Cross-Border Transfer

Plain English Translation

Personal information controllers are accountable for all personal data under their custody, including data transferred internationally to processors or third parties. Before transferring data outside the Philippines, the controller must ensure the recipient country or organization provides a comparable level of data protection — typically through contractual provisions or binding corporate rules.

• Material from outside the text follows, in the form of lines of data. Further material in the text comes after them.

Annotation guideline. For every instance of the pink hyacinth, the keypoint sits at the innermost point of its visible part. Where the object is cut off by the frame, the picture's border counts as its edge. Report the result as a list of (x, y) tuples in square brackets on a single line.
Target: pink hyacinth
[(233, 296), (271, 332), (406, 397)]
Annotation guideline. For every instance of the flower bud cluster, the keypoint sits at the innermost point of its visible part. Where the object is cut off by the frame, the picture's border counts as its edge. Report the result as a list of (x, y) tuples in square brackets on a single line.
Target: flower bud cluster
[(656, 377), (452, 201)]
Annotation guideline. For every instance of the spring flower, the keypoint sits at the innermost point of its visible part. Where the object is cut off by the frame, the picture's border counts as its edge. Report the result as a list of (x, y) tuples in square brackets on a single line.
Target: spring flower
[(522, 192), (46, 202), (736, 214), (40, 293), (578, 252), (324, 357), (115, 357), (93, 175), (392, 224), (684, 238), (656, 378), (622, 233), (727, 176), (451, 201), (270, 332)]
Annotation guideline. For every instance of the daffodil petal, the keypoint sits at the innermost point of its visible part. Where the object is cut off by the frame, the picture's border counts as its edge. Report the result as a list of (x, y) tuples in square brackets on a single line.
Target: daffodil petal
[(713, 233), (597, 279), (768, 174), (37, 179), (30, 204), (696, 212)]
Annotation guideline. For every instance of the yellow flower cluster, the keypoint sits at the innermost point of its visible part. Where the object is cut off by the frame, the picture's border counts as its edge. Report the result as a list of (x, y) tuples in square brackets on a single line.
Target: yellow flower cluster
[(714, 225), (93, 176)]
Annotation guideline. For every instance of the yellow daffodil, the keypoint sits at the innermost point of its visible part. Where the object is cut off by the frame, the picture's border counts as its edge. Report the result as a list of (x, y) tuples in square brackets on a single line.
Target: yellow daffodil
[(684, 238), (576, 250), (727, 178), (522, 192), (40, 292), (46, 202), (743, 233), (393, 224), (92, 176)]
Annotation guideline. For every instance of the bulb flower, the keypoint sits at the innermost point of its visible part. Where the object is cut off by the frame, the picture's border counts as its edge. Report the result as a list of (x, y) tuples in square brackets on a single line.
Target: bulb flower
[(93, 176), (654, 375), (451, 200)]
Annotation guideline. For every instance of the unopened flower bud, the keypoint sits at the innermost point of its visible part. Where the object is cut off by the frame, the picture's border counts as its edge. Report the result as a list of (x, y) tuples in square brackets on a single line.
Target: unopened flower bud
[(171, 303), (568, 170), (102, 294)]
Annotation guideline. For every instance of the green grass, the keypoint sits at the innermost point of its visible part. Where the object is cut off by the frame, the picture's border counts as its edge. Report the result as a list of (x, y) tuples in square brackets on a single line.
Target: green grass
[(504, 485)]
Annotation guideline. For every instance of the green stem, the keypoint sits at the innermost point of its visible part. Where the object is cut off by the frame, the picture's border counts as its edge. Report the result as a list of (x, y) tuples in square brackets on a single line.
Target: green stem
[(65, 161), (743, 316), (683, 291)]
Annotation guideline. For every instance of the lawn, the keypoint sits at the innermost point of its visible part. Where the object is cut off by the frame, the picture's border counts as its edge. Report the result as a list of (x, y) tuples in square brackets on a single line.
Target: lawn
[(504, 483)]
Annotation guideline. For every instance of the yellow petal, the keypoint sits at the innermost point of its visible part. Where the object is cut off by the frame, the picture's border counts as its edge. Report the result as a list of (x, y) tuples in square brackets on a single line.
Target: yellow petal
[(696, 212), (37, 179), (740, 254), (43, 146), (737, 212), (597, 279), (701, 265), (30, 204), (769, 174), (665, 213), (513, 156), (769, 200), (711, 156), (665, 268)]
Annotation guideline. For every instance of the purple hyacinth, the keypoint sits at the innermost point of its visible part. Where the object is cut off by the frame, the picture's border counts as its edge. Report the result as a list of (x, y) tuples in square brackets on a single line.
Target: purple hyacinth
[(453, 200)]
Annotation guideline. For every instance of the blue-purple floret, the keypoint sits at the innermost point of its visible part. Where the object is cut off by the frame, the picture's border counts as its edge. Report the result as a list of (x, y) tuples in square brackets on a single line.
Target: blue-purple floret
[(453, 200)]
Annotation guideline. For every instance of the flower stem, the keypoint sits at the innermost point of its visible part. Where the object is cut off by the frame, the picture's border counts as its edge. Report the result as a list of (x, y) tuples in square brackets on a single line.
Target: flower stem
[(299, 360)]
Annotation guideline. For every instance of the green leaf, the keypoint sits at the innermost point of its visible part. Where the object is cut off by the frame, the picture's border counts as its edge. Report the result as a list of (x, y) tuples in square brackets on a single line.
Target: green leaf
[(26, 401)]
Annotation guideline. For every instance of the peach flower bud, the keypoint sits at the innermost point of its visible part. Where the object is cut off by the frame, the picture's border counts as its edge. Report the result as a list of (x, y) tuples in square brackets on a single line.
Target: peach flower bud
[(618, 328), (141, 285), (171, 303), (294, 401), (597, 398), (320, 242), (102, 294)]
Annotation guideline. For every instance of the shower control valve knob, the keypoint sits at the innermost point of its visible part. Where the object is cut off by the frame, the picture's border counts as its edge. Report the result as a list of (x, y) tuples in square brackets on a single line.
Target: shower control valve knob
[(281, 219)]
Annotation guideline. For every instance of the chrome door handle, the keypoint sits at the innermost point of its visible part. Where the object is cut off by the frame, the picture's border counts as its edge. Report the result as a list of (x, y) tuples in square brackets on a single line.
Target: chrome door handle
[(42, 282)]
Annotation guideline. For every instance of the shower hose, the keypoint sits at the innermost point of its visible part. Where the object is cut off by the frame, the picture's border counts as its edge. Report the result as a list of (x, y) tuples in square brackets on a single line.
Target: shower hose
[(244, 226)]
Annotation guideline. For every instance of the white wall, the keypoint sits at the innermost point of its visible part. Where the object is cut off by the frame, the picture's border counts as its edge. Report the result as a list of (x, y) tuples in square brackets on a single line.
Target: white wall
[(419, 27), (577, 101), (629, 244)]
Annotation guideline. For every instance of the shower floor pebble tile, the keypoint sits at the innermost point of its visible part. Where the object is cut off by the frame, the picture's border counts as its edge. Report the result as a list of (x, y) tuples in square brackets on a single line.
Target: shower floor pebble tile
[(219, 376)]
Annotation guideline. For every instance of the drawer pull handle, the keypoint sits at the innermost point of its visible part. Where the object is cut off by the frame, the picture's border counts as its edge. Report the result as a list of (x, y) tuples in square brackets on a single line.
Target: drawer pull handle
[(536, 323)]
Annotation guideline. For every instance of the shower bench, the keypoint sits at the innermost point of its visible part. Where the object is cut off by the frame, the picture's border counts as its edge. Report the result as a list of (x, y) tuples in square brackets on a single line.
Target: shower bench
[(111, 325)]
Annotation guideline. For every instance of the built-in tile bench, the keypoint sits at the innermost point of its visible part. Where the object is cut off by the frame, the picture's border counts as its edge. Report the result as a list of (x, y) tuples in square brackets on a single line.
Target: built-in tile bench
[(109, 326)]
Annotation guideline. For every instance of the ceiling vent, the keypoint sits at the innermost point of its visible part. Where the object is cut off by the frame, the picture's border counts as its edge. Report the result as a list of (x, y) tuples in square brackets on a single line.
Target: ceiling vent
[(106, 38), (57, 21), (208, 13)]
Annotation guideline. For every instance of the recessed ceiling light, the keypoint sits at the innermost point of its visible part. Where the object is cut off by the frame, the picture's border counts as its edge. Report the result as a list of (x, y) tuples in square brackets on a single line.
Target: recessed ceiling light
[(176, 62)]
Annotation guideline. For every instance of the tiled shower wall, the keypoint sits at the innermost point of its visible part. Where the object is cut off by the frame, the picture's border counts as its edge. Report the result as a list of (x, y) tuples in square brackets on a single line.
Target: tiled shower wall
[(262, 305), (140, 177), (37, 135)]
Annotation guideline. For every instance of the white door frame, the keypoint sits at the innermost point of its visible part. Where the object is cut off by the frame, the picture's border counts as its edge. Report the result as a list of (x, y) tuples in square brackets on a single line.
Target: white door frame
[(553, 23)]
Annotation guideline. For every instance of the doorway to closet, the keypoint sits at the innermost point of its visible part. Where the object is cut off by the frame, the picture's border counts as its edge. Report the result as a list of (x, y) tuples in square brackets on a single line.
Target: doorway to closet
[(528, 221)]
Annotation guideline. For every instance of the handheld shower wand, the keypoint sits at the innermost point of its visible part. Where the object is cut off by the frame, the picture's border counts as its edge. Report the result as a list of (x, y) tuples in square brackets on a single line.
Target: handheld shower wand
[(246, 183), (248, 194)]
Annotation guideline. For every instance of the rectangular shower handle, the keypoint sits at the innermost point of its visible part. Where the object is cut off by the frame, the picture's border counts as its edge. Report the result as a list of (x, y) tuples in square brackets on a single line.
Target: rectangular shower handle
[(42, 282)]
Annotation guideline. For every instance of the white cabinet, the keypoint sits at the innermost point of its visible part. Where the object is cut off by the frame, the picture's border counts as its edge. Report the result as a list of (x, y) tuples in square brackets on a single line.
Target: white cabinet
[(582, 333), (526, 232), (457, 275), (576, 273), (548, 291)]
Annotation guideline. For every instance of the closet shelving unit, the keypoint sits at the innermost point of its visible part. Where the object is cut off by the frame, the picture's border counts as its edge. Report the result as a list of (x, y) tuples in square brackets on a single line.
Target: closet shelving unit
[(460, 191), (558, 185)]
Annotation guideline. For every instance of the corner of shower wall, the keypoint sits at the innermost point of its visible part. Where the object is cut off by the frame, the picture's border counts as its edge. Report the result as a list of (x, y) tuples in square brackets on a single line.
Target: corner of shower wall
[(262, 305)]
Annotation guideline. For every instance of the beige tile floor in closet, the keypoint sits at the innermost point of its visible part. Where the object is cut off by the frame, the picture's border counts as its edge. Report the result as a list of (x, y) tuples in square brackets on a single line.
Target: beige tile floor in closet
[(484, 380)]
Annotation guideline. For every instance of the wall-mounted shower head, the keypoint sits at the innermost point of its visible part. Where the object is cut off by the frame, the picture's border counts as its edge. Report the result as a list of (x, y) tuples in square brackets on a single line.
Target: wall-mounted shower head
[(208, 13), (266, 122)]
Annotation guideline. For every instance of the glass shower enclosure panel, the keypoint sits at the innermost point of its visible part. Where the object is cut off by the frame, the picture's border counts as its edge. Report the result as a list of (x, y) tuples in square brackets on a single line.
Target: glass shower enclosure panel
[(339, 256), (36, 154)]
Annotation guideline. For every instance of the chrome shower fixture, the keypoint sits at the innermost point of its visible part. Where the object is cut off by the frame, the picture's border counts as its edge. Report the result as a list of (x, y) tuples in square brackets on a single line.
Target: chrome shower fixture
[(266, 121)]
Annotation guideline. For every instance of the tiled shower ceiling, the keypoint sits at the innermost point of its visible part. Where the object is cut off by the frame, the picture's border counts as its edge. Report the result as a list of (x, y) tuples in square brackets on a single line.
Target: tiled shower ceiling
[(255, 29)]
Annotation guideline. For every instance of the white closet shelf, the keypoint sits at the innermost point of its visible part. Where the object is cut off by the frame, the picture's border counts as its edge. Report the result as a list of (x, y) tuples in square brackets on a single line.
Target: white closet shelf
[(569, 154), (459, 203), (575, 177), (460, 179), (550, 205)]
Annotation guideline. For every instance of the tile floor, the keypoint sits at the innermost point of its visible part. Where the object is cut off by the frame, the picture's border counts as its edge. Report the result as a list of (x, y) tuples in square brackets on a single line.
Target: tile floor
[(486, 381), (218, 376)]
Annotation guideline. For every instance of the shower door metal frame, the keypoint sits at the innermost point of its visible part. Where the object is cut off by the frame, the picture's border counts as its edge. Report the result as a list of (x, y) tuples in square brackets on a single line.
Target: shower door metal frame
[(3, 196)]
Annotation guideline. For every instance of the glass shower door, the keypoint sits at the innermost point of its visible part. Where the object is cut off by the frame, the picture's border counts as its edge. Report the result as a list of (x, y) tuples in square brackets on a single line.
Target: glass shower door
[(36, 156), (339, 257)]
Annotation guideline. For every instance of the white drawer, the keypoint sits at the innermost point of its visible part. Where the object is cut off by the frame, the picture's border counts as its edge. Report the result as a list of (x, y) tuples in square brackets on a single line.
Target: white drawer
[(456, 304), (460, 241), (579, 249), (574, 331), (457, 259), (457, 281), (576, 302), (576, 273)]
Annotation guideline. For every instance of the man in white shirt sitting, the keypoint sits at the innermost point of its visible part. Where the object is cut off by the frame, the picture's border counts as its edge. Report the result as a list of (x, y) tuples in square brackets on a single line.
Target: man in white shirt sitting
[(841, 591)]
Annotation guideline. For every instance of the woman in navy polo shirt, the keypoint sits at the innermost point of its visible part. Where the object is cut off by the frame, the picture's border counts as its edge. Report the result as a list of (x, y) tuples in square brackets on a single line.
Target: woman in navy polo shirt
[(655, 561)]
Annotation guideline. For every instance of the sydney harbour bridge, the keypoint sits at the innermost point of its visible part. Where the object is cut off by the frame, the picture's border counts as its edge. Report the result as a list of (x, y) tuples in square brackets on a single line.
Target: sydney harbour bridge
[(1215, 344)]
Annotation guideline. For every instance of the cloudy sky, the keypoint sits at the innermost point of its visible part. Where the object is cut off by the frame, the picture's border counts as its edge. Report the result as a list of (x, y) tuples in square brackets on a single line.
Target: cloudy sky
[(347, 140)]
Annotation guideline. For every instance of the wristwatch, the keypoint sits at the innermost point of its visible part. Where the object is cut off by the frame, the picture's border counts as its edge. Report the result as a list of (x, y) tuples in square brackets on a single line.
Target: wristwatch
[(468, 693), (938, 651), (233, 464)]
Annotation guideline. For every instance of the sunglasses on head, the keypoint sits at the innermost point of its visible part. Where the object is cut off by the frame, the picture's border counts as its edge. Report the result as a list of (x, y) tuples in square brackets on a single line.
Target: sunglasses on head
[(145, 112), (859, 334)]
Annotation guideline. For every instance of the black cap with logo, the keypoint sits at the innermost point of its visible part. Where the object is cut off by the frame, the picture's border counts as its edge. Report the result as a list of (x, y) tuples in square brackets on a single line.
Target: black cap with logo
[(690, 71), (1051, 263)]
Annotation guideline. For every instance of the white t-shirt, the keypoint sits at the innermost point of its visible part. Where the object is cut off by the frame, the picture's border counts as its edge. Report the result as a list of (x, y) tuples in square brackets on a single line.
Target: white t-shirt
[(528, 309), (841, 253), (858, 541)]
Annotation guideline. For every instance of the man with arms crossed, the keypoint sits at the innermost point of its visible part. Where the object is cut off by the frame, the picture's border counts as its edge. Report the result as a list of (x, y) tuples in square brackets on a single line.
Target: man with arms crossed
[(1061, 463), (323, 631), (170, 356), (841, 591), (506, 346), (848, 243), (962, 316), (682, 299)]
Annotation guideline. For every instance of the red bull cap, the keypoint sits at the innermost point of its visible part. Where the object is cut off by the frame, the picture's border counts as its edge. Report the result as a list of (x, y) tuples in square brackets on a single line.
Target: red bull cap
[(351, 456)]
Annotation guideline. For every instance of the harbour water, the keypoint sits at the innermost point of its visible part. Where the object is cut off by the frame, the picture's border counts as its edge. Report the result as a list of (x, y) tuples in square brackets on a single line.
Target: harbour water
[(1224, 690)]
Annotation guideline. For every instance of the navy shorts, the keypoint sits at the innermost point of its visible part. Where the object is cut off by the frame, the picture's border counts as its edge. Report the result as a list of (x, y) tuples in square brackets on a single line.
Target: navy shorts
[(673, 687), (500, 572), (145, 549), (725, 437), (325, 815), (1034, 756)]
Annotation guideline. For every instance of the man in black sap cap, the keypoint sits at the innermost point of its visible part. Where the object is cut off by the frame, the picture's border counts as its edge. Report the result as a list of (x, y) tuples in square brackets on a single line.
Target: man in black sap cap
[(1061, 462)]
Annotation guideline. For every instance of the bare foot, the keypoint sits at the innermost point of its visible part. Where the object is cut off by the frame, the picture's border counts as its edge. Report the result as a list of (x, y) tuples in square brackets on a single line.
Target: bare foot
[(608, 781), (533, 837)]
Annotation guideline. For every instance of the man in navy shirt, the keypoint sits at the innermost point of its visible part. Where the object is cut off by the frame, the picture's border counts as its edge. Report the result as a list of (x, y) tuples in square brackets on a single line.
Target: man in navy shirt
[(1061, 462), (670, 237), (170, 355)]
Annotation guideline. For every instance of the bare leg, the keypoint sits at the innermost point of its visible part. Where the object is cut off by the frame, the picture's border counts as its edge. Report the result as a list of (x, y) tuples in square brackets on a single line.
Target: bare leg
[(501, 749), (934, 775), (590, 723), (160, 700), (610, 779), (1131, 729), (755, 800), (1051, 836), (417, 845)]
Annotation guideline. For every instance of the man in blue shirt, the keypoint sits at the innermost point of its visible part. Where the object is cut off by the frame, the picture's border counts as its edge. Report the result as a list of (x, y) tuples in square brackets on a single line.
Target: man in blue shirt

Accountability for the data's protection does not transfer with the data.

Executive Takeaway

Organizations must use legally binding contracts to ensure overseas vendors and partners provide a comparable level of data protection to Philippine law.

ImpactHigh
ComplexityHigh

Why This Matters

  • The organization remains fully legally accountable for personal data even after it is transferred outside of the Philippines.
  • Failing to secure cross-border transfers exposes the organization to severe administrative and criminal penalties under RA 10173.
  • Contractual safeguards prevent international third parties from misusing data or ignoring critical data subject rights.

What “Good” Looks Like

  • All international data transfers are strictly governed by formal, legally executed data processing or data sharing agreements.
  • Vendors undergo comprehensive security reviews to verify they actually provide a comparable level of protection, and tools like WatchDog Security's Vendor Risk Management can help track assessments, risk tiers, and remediation follow-up.
  • The organization maintains a complete, accurate map of all cross-border data flows and international data storage locations, with tools like WatchDog Security's Asset Inventory helping identify relevant cloud, SaaS, and identity-linked assets.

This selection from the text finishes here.